Nadie sabe nada de nadie. Y por suerte es innecesario ese saber. Habitualmente, cuanto más sabes menos te gusta. Mejor no preguntar. Mejor aún, callar. Callar está bien, es relajante, te libera de presiones, te hace indiferente a todo. Y el pensamiento se inquieta menos. Y por eso ocurre que, cuando una simple brisa me acaricia la piel, los brazos, el rostro sudoroso, la espalda al filtrarse el aire fresco juguetonamente por entre la tela; de una forma instintiva pienso que es un consuelo. El planeta, su departamento del cariño, me dice que ya está, que todo fluye en la dirección adecuada, que me abandone a ella. Que descanse. Y es tan agradable y sensual la caricia, que se me pierde un latido cuando demasiado relajo incluso el corazón. Has de hacer las cosas bien, el follar o el matar, el trabajo o el reposo. Por eso me quedo en equilibrio al filo de la muerte y la vida cuando la brisa susurra ternuras en mi carne. Sería el mejor momento de mi vida para morir. Tranquilo, sereno, satisfecho, incluso feliz. Sin cansancio, solo porque ya está todo hecho; o dulcemente vivir. Así… Cierro los ojos para ver la luz dentro de mí. Siempre almacenamos un poco de sol aunque no queramos. Cualquiera que ha vivido momentos de hermosa soledad e intimidad lo sabe. Imagino que esa luz sirve para no perdernos dentro de nosotros. Saber que aún estamos vivos cuando desparecemos tan plácidamente la faz de la tierra al meternos dentro de nos. Tan plácidamente como yo escribo esto, sin ser consciente si estoy dentro o fuera de mí. Si acaso, solo el movimiento de los vellos de mis brazos, me indica que mi cuerpo está allá fuera. Que aún siente la caricia del departamento planetario del cariño. Puedo seguir un rato tranquilo, si le ocurre algo malo a mi piel lo sabré. Que me quede dentro de mí, si me place; me dice la brisa. Tranquilo, pasará lo que deba, susurra con un cariño. Y me quedo.

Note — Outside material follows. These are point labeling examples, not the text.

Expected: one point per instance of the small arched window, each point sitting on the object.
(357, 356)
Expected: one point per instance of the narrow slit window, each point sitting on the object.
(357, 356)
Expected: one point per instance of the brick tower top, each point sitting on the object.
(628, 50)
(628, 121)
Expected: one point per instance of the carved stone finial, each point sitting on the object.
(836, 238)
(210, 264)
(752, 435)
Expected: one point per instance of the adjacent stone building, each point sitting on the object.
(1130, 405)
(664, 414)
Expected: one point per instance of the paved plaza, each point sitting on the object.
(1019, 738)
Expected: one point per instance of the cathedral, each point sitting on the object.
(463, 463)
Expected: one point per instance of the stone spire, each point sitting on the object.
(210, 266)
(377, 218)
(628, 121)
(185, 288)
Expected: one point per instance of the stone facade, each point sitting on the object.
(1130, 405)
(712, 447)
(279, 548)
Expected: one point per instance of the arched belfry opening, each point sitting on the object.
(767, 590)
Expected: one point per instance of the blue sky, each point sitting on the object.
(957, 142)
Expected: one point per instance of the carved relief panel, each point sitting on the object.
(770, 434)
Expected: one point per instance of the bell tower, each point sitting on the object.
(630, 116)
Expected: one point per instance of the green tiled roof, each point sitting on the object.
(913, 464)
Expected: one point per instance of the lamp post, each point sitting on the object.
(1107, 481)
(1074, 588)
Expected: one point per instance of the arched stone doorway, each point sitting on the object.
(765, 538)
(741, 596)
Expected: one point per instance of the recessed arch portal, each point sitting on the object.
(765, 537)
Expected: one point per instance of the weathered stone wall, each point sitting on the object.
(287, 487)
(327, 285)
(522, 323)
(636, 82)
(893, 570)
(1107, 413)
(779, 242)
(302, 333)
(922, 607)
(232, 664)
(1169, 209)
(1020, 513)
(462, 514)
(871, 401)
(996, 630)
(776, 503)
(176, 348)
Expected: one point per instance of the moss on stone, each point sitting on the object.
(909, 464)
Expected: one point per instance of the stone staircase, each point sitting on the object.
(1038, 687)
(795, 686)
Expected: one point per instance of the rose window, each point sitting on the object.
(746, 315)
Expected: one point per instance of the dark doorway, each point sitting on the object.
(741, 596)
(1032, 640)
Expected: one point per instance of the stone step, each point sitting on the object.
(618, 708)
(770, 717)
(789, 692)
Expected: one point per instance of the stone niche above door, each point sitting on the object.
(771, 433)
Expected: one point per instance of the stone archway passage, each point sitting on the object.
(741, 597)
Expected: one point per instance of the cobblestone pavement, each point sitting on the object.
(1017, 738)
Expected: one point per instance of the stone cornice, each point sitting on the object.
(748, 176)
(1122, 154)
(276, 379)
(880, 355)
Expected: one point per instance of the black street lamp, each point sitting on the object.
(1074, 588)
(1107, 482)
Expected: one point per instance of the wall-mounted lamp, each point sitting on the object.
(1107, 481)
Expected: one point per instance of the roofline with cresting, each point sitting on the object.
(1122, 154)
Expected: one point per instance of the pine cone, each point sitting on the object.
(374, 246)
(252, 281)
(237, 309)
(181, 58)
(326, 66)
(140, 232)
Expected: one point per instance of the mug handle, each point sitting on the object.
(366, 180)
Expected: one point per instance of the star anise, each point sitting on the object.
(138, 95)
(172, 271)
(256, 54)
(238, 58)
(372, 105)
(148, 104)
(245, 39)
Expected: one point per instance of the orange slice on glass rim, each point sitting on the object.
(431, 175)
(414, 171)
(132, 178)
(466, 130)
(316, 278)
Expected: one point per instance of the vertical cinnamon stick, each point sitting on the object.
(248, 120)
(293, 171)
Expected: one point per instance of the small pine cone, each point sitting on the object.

Siempre solo y con placer: un servidor (no sé quién soy, mejor no preguntes).
P.S.: No tardo, cielo, sabes que no puedo estar mucho tiempo sin ti.
Te puedes preguntar si has pasado en coma ocho meses y tras abandonarte en un paraje cualquiera, has despertado en un nuevo invierno. Y de paso, golpearte las sienes para asegurarte que el cráneo está lleno. Puedes preguntarle a la irritada comadreja temblona si le ha pasado lo mismo que a ti. Y la única explicación es la que recuerdo de hace unos minutos, cuando vi nevar a través de la ventana de la cocina salí de casa, de su calor y refugio. Y preferí el frío y fumar entre copos que el viento arrastra veloces, a millares; silenciosamente, como una melancolía que se deshace, deslizándose rostro abajo. La comadreja malhumorada me dice que estoy loco. Yo le respondo que no puede hacer daño, he vivido momentos peores; pero no tan bellos.